American Anime Cons And Its Role in Transformation of Nerd Culture

Actually the second part of the title is just a long-shot guess.

The first part is a general thing about this post, which is about American anime cons (and this surely extends to Canada as well) and how it is kind of the one weird type of con which has been the forerunner of today’s nerd culture, “offkai” prom kind of thing. The thought came to me in various forms before, but when I was reading Lance Heskill’s blog post about his travels as a Funimation salesman (ok, marketing guy) in his 8-year tenure and God Knows-how-many-shows he has done, it becomes clear. I think part of it has to do with that he also attended more specific sorts of cons, not really anime related. Give it a read here, especially if you know someone who’s curious about anime cons, it’s a good article to share.
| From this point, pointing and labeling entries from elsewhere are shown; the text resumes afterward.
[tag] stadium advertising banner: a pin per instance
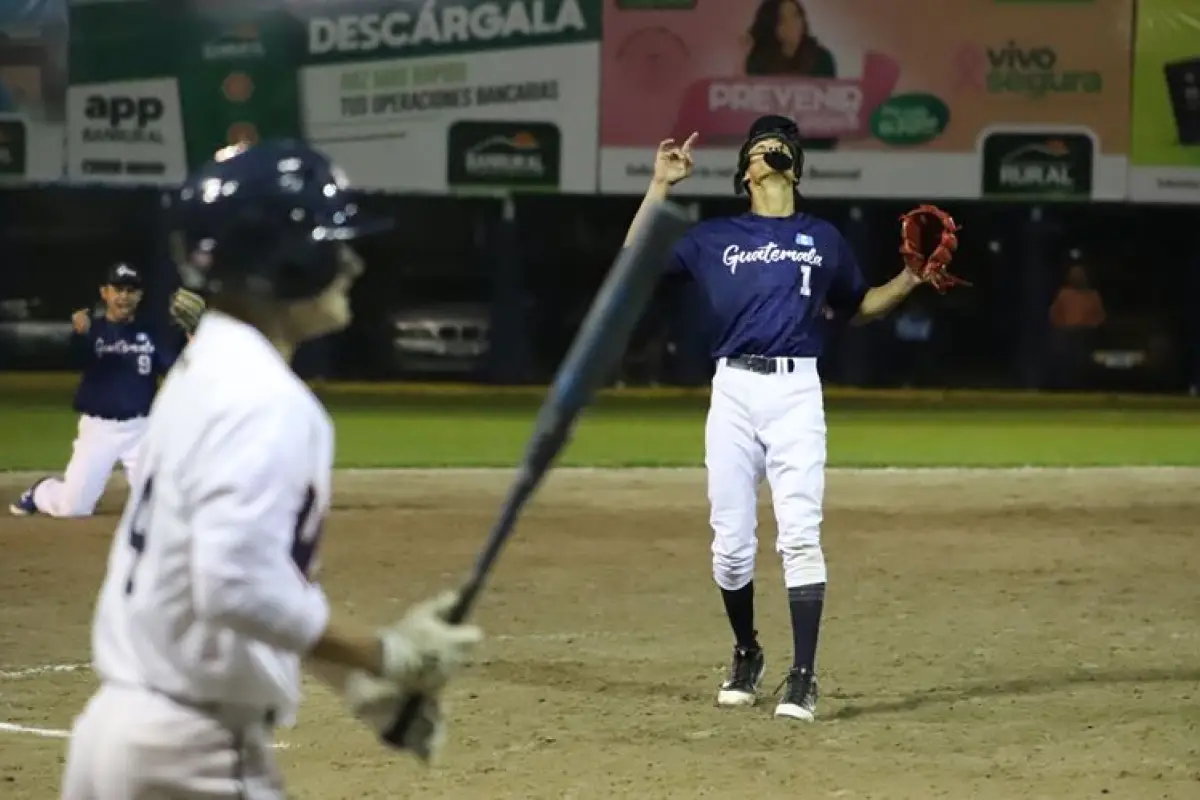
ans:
(472, 95)
(995, 98)
(1165, 150)
(33, 90)
(124, 114)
I think in 2011, what I’m about to say is pretty much obvious for veteran con goers. I remember reading about it when Roland Kelts wrote about it in his book dated 2008, back in 2009, and it seemed all but obvious already by then. San Deigo Comic Con was already huge-large. The whole AX-SDCC convention “complex” was there for everyone in the US to pick on. It even had star power. Infusing that prom-ness, that pomp, that “OMGEEE I GET TO COSPLAY” feel with being able to meet up with a bunch of similarly-interested fanatics from all over the country (and some from overseas), together with special events to get that fan-mania on for you, surrounded by people you don’t know but is otherwise crazier than you are about what you like, it was special. And I think anime cons are a special example of this, and also one of the first examples of it.

I kind of want to point to cosplay culture as a root issue, and distinguish the anime con trend apart from what I call “LARP” style cosplay that is more common at fantasy and SF cons. Because the former it is sort of a fashionable thing for most Americans, the latter it is more like an escapist thing. Even if in reality both are kind of, well, both. The end result, however, is that a lot of cosplayers at an anime con treat it like a masquerade party–you dress up but it is just an outfit. The hesitation I have is that I just don’t know enough about SF cons, having only been to a couple over the years. And more universally, all sorts of people don costumes at cons, it’s hard to generalize. Regardless of why people dress up, the end result is that a lot more people dresses up at anime cons, to the extent that cosplayers no longer stand out at them. It’s one of many factors that makes anime cons progressive and help transform them into what popularly seen as “cons” today. I’m looking at events like SDCC, BlizCon, NYCC, the PAXes, and what not, as examples.

On the other hand, I suppose this was always the case at cons, anime or not, in America. There’s a bit of sloshing to and fro from older game/SF cons to anime and back. It’s just that anime conventions are kind of a locus, an offshoot with more specificity than your average SF-content con. The result is how it may heighten certain aspects of con culture for consumption, as repackaged as something slightly different. Cosplay is precisely what that repacking is. Which, again, like what Kelts have written, is the sort of thread you can trace from 70s SF cons to the SF cons in Japan, and what they do out there, and then what we do out here, and it goes on. It’s a Möbius strip-thread. I just think it has largely infused back into the mainstream and de-alienated costume play in America mainstream nerd culture.

Is there anything more? Probably. Maybe another time.


No Responses to “American Anime Cons And Its Role in Transformation of Nerd Culture”

  • jpmeyer

    “My favorite time of Otakon is the evening. The convention center is open till 2 in the morning. At night it becomes the perfect place to hang-out because it’s full of random -and I am a connoisseur of random – from break dancing competitions, impromptu caramelldansen, unintentional cosplay pairings, cosplay skit performances, conga lines, 18+ panels, the friendly and insane line for the rave and its wall of humidity, Friday and Saturday Fan Parodies, internet meme Marco-lost-the-game shout outs, and artists alley which stays open till Midnight. It’s the perfect place for catching true fandom on display.”

    Hahaha, many of those are the things that I hate the most about anime cons! With each coming year, I’ve felt more and more like “anime cons” should really be called “internet cons” in a way that sci-fi/comic cons really aren’t. Sort of like I can see some sort of association between having say, Kinect demos or whatever at a sci-fi con even though Kinect isn’t Battlestar Galactica, but I couldn’t imagine anyone ever being able to understand the connection between anime and running around yelling I JUST LOST THE GAME.

  • omo

    I think the nature of anime fandom is very much entwined with internet culture today. The two basically grew up together, in the figurative “a generation weaned on Pokemon and later found youtube and 4chan” kind of way. I mean it’s not really a coincidence IMO that 4chan started as an anime board, and became the cesspool of meme and internet culture generator that it was.

    There’s probably some voodoo dark magic that facilitates the logical leap of the things you find on 4chan and the things you find at otakon after 7pm. Besides that there are some of the same people there.